We spent the day at the World Hope office working on refining our research questions, furthering the seedling production plan, and standardizing business operations. After performing several interviews with greenhouse farmers yesterday we have identified ways to improve our research approach. By altering the questions to be more easily understood by the interviewees and the translators, we will hopefully have more in depth, useful data to inform our approaches.
Previous interviews on water savings were not providing as precise insights as needed, so after we refined our questions Khanjan came along to visit 2 greenhouses and oversee the revised script. Upon testing, the team determined that the new questions were providing much better information and that we could proceed with them to collect as much data as possible.
After we gather ample data on both the amount of water that is used for open air farming and that which is used for greenhouse farming, we can determine exactly how much water our greenhouse save on average and recommend practices to our customers. This will tell us whether or not we are meeting the water savings requirements established by the USAID SWFF grant. We will also be able to use the information to see where there is room for improvement so we can make recommendations to our farmers on how they can more efficiently use their water.
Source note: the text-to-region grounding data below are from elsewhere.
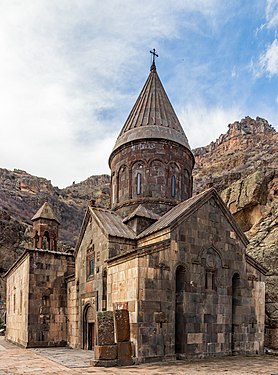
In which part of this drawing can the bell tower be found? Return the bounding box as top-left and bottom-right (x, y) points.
(31, 202), (60, 251)
(109, 57), (194, 218)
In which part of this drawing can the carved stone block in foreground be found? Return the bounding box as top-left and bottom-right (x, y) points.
(95, 345), (117, 360)
(117, 341), (134, 366)
(114, 309), (130, 342)
(96, 311), (114, 346)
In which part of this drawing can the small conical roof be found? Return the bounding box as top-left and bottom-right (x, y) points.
(110, 64), (191, 160)
(31, 202), (60, 224)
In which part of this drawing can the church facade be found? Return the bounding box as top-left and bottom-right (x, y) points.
(6, 61), (266, 364)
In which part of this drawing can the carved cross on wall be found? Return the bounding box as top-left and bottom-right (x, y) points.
(150, 48), (158, 64)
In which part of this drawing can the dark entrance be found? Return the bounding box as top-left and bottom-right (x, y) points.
(83, 305), (95, 350)
(175, 265), (187, 355)
(87, 322), (95, 350)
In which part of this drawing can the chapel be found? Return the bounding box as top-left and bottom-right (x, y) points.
(5, 58), (267, 365)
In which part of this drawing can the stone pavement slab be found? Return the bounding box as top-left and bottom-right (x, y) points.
(0, 337), (277, 375)
(32, 347), (93, 368)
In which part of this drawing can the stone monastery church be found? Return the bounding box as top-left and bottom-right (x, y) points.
(6, 59), (267, 365)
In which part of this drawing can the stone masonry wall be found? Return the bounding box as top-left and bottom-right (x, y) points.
(107, 257), (139, 357)
(134, 197), (264, 362)
(110, 140), (194, 217)
(67, 277), (79, 348)
(75, 216), (110, 348)
(6, 253), (30, 347)
(27, 250), (74, 347)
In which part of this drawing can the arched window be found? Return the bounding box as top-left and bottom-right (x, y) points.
(87, 252), (95, 278)
(136, 173), (141, 195)
(171, 175), (176, 197)
(43, 231), (50, 250)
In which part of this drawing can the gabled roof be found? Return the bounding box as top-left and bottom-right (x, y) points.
(90, 207), (136, 239)
(110, 65), (191, 161)
(137, 188), (249, 246)
(74, 206), (136, 255)
(123, 204), (161, 223)
(75, 189), (250, 257)
(31, 202), (60, 224)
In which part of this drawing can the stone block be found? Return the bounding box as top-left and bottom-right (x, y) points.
(114, 309), (130, 342)
(187, 333), (203, 344)
(95, 345), (117, 360)
(139, 301), (161, 311)
(117, 341), (134, 366)
(97, 311), (115, 345)
(154, 311), (167, 323)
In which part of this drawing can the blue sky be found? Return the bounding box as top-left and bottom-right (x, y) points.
(0, 1), (277, 187)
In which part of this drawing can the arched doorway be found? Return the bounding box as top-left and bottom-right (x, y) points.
(83, 304), (95, 350)
(232, 273), (240, 354)
(175, 265), (187, 356)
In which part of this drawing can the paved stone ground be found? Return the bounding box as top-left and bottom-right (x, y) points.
(0, 337), (278, 375)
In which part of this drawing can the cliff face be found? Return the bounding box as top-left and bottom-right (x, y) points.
(0, 169), (110, 300)
(193, 116), (278, 345)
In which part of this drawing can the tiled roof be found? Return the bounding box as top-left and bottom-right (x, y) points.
(89, 207), (136, 239)
(111, 65), (191, 157)
(31, 202), (60, 223)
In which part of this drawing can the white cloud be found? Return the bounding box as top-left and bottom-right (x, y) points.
(259, 38), (278, 76)
(0, 1), (225, 187)
(178, 102), (243, 149)
(266, 0), (278, 28)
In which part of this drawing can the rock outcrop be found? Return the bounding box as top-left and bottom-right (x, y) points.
(0, 169), (110, 301)
(193, 116), (278, 348)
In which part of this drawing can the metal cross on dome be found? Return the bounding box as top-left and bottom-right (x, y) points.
(150, 48), (158, 64)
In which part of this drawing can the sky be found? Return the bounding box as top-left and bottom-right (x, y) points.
(0, 1), (277, 188)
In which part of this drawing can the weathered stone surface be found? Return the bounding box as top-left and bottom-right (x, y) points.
(95, 345), (117, 360)
(117, 341), (134, 366)
(96, 311), (115, 346)
(114, 309), (130, 342)
(110, 140), (194, 218)
(5, 248), (74, 348)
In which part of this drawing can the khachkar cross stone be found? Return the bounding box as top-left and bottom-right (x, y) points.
(150, 48), (158, 67)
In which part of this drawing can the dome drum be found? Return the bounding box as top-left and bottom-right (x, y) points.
(110, 139), (194, 217)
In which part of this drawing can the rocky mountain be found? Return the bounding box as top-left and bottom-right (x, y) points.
(193, 116), (277, 341)
(0, 115), (277, 333)
(0, 170), (110, 301)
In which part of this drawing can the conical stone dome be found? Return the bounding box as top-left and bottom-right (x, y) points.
(110, 64), (191, 160)
(109, 63), (194, 218)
Chris and Scott developed the design for their seedling shelves and visited the carpenter, Sheku at his workshop to get the jerry cans cut properly. They then figured out how many small cups could fit within each tray to establish the number of shelves that need to be built in order to get 10,000 seedlings planted before we leave.
The purpose of the ‘seed to seedling’ focus is to understand what is available to build a seedling production system so that we can show our farmers exactly how to do it for themselves. We have seen great success with seedling sales in Mozambique and would like to replicate that process here in Sierra Leone. Selling seedlings is especially beneficial because they can be grown and transplanted many more times within a growing season than regular plants. They are also very helpful to the open air farmers who purchase them for transplant to their farms, as the seedling phase is the most vulnerable part of the growing process. When farmers grow seeds outside their germination rate is about 20-25% while growing from seedlings allows for a 90% success rate.